Son activisme n’a pas été immédiat. La veille de Noël, l’année où il a été abattu, il a pris la parole dans son église. Puis il a commencé à parler à d’autres congrégations – “pas tellement sur la sécurité des armes à feu, mais en partageant l’histoire de la guérison” et sur les armes à feu et la maladie mentale.

En 2015, il a pris sa retraite et a déménagé avec sa femme à Hendersonville, en Caroline du Nord. Il est maintenant co-responsable du chapitre Moms Demand Action dans l’ouest de la Caroline du Nord, également affilié à Everytown for Gun Safety. Il travaille avec le Everytown Survivor Network.

« Nous devons travailler pour les gens qui ne sont pas capables… certains ne sont pas capables de faire ça. Leur chagrin est trop immense. Pour ces gens, c’est pourquoi nous sommes ici. Faisant écho aux commentaires de Tretta, « Je me considère comme l’un des chanceux », dit-il.

Les survivants partageant leurs histoires sont essentiels pour persuader les législateurs d’écouter, dit Owens. “Ils ne vous écoutent peut-être pas sur la politique, mais je n’ai jamais rencontré de législateur qui n’écouterait pas votre histoire.”

Les yeux sur le but

Les défenseurs de la santé mentale mettent en garde les militants contre l’épuisement professionnel – et pour maintenir ce que Morganstein appelle un bon équilibre entre vie professionnelle et vie privée.

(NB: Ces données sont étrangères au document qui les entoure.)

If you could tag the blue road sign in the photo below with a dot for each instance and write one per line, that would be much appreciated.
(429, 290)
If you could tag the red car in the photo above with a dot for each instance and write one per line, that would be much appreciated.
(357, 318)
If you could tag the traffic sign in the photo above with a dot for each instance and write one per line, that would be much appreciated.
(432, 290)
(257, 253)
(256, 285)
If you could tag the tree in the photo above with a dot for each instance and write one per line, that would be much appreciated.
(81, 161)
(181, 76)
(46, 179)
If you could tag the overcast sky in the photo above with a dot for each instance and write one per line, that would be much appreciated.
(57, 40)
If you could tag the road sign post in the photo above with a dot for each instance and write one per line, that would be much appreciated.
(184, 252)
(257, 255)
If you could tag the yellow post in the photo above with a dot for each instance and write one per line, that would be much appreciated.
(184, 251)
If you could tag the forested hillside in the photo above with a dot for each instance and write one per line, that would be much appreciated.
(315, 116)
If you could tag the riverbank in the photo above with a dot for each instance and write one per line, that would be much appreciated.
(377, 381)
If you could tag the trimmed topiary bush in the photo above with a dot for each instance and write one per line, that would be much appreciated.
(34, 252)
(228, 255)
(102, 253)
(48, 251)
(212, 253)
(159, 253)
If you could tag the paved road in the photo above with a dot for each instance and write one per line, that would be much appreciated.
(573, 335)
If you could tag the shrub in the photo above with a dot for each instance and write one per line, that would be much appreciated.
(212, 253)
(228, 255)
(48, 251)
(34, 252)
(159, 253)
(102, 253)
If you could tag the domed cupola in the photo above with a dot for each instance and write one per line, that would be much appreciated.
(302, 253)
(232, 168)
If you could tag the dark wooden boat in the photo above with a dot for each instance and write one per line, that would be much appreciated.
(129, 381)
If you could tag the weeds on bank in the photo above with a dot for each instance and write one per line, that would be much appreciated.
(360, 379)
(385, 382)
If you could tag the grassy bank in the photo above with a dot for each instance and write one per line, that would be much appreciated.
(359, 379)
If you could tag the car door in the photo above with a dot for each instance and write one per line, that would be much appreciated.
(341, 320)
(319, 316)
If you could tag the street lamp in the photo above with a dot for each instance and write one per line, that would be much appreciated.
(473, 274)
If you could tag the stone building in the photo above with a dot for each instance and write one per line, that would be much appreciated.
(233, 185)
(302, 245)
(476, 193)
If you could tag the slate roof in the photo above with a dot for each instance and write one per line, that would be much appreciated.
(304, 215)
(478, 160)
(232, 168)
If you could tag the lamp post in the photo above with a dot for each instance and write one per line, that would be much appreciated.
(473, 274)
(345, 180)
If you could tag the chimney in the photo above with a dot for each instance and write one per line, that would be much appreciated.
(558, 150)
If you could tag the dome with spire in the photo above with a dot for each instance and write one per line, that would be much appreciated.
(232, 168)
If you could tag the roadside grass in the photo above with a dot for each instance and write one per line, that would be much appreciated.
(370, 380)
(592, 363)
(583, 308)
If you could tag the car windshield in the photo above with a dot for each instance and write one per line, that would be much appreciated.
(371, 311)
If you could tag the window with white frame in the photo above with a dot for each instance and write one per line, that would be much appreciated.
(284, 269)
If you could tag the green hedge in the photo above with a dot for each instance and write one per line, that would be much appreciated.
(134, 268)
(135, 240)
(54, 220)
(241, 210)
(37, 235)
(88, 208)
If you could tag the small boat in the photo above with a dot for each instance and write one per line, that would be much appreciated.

Ni Owens ni Tretta ne semblent enclins à ralentir.

“Nous voyons cela comme une question de justice sociale”, a déclaré Owens à propos de la réforme de la loi sur les armes à feu. Et il sait que cela prendra du temps. Il le compare à la chronologie des problèmes de droits des femmes et des problèmes LGBTQ. « Regardez tous les revers auxquels ces groupes ont été confrontés. Il faut des décennies de travail constant pour parvenir à ce que nous considérons comme la justice. Il est parti pour le long terme.

« J’essaie d’utiliser la voix qui m’a été donnée à cause de ce qui s’est passé pour rendre les gens plus disposés à écouter », dit Tretta. “Surtout les gens au pouvoir.”